Saturday night at the cabin—my first night spent there—was more than I’d hoped for. More firewood, more inflation of the air mattress, more baseball! A lovely evening with the Red Sox in front of the fire in the sleeping bag was a nice time spent. Sure it was in the thirties outside, but the thermometer inside said eighty-five-plus. Bundle up to step outside, strip down once inside to avoid heat prostration. I’m sure that people in the East with uncontrolled radiators would confirm how that works. For me though, it was an entirely new experience.

On Sunday, I started with the plumbing. The upstairs bathroom toilet needed a new shutoff valve, so I bought one in San Diego. Once I removed the old valve, I thought I’d need an adaptor, so with the water shut off (you think! – ed Shhh! – bob) I set off for the local hardware store.

When I returned, I was horrified by the rainfall in the kitchen. Horrified!

I’d shut off the kitchen faucet before I left and the leaky water valve at the curb allowed the pipes to fill up to the second storey. To the open toilet valve plumbing. Once I ripped out the upstairs carpet (which needed to be done anyway due to gross ugliness), I broke out the towels downstairs and shut off the breakers in the panel due to the rainfall in the walls.

My precious instant oatmeal was ruined, the new coffee maker was filled with gooey ceiling water. By the way, the ceiling tiles had to come down as well. If only to release the torrent and air out the joists.

Welcome ducks!

Did I mention that it’s supposed to rain today? I must’ve also neglected to mention that I left all of the windows open so that I could air out the joint. This leads us to today’s hero: My Dad.

He drove seventy miles this morning to open the joint, shut the windows, ensure that everything was okay, and then drove home.

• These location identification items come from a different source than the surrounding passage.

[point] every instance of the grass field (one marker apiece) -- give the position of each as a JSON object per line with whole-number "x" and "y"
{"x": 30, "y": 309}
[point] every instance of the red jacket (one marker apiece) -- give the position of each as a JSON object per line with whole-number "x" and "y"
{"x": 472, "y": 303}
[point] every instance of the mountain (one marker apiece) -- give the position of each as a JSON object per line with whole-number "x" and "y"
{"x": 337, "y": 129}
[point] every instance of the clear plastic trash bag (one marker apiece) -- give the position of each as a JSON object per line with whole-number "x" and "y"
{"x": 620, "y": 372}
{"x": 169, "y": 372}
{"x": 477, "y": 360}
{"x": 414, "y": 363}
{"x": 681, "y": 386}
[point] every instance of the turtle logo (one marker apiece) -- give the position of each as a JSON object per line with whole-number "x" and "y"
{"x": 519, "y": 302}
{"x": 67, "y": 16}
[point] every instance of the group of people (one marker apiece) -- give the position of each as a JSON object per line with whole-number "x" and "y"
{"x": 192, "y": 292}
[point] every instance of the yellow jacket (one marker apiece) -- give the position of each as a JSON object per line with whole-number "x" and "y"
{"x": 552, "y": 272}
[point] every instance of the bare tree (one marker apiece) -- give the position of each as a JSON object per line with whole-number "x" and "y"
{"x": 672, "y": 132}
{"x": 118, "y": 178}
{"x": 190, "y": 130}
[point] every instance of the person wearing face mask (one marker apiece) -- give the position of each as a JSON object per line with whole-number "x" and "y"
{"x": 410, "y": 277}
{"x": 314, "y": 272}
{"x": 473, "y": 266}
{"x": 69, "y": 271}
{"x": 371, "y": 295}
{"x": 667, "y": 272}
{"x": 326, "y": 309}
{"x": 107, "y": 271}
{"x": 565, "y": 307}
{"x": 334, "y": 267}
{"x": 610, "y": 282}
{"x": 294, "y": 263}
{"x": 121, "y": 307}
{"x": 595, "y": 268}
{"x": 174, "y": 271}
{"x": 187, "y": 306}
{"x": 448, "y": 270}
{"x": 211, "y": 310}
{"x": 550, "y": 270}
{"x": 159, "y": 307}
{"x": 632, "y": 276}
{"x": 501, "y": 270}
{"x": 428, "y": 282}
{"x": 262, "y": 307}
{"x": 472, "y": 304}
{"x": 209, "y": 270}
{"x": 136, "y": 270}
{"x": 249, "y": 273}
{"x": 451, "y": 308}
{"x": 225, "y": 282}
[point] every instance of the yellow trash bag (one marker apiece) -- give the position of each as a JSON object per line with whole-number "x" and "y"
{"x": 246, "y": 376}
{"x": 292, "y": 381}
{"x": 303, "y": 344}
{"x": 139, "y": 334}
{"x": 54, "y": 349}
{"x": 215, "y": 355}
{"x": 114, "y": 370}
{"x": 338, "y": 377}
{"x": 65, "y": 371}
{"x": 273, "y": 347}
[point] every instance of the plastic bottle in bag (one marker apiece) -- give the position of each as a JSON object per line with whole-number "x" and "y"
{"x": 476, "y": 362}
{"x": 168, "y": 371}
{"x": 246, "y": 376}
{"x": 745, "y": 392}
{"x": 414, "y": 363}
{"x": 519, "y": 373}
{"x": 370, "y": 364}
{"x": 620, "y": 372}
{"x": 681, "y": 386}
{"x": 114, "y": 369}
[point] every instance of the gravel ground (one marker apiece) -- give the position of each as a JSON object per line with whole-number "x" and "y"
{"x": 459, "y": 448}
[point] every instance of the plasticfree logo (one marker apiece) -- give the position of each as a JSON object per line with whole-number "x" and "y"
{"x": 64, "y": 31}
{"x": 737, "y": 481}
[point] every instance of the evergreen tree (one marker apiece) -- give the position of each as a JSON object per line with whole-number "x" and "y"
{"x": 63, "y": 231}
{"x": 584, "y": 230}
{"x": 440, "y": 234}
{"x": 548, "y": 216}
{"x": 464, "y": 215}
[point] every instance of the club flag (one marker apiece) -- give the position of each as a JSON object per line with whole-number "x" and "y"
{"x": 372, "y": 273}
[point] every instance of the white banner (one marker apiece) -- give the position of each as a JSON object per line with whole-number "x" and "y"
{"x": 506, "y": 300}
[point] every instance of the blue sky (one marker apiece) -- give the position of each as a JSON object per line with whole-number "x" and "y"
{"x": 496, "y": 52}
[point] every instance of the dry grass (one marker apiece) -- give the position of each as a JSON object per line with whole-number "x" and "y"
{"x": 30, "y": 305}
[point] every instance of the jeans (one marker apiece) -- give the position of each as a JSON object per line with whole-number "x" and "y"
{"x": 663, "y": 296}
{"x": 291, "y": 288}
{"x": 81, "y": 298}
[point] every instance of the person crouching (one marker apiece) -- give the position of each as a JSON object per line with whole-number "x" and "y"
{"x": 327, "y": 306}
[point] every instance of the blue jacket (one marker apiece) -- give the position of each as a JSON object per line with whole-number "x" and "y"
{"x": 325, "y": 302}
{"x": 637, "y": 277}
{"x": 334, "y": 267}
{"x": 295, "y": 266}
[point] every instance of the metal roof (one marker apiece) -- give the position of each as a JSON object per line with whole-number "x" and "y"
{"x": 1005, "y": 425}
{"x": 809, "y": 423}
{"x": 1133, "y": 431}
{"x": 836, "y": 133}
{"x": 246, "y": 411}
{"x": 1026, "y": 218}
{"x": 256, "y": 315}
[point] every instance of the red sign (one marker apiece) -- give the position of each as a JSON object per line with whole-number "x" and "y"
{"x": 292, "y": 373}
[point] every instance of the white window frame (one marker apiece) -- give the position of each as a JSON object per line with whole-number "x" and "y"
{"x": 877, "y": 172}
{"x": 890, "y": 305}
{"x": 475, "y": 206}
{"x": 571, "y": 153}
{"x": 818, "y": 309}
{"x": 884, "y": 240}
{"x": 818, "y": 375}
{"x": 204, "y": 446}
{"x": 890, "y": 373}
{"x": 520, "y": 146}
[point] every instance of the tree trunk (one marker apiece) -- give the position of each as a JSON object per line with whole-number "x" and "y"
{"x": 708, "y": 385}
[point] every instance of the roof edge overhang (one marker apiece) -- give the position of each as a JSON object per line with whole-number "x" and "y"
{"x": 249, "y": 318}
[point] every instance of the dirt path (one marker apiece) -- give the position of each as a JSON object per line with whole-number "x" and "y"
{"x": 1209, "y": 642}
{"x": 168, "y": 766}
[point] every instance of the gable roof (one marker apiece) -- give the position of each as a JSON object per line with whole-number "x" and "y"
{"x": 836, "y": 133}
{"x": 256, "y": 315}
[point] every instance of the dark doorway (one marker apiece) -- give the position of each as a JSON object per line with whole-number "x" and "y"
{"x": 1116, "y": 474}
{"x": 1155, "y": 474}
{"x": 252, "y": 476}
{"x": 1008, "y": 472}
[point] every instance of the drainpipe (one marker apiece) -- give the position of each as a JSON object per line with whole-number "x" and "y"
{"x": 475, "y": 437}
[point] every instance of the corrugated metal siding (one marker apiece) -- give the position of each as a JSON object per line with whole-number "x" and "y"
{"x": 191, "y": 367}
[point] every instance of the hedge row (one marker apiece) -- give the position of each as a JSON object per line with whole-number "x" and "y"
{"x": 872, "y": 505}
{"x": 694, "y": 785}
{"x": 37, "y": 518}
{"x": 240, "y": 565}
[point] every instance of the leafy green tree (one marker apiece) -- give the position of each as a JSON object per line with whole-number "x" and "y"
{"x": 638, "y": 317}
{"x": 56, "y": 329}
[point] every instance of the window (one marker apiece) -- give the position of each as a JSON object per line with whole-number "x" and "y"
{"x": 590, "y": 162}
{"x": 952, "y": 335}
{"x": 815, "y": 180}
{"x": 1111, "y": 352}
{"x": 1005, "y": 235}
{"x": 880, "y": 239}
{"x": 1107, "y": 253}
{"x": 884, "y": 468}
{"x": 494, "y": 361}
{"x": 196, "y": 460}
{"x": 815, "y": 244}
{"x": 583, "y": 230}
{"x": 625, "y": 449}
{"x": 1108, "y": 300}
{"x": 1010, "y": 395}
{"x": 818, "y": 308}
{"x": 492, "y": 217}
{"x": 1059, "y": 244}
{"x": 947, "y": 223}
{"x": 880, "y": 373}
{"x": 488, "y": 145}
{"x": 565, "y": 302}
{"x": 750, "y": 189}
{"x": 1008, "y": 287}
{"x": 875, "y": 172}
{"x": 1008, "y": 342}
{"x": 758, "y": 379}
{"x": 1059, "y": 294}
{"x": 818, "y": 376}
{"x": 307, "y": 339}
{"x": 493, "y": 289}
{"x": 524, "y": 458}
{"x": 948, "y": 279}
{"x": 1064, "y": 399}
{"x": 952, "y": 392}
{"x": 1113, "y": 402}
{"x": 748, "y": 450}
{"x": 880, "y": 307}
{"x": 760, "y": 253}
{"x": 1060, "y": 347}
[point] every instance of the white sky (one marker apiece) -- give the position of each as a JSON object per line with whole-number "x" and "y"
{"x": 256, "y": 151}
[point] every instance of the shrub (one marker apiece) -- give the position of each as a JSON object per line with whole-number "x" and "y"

In the middle, he stopped at the CDF station to ask about fire abatement for me and hopefully got a little lunch along the way. For that, I have to say a heartfelt thank you.

In particular, thanks for pulling my ass out of the fire—again.

Four inches of rain are expected tomorrow. Four inches that I could ill afford inside the house.

More later,

bob

P.S. I would’ve posted some pictures, but it was too cold and the batteries in the camera wouldn’t stay alive. Bah!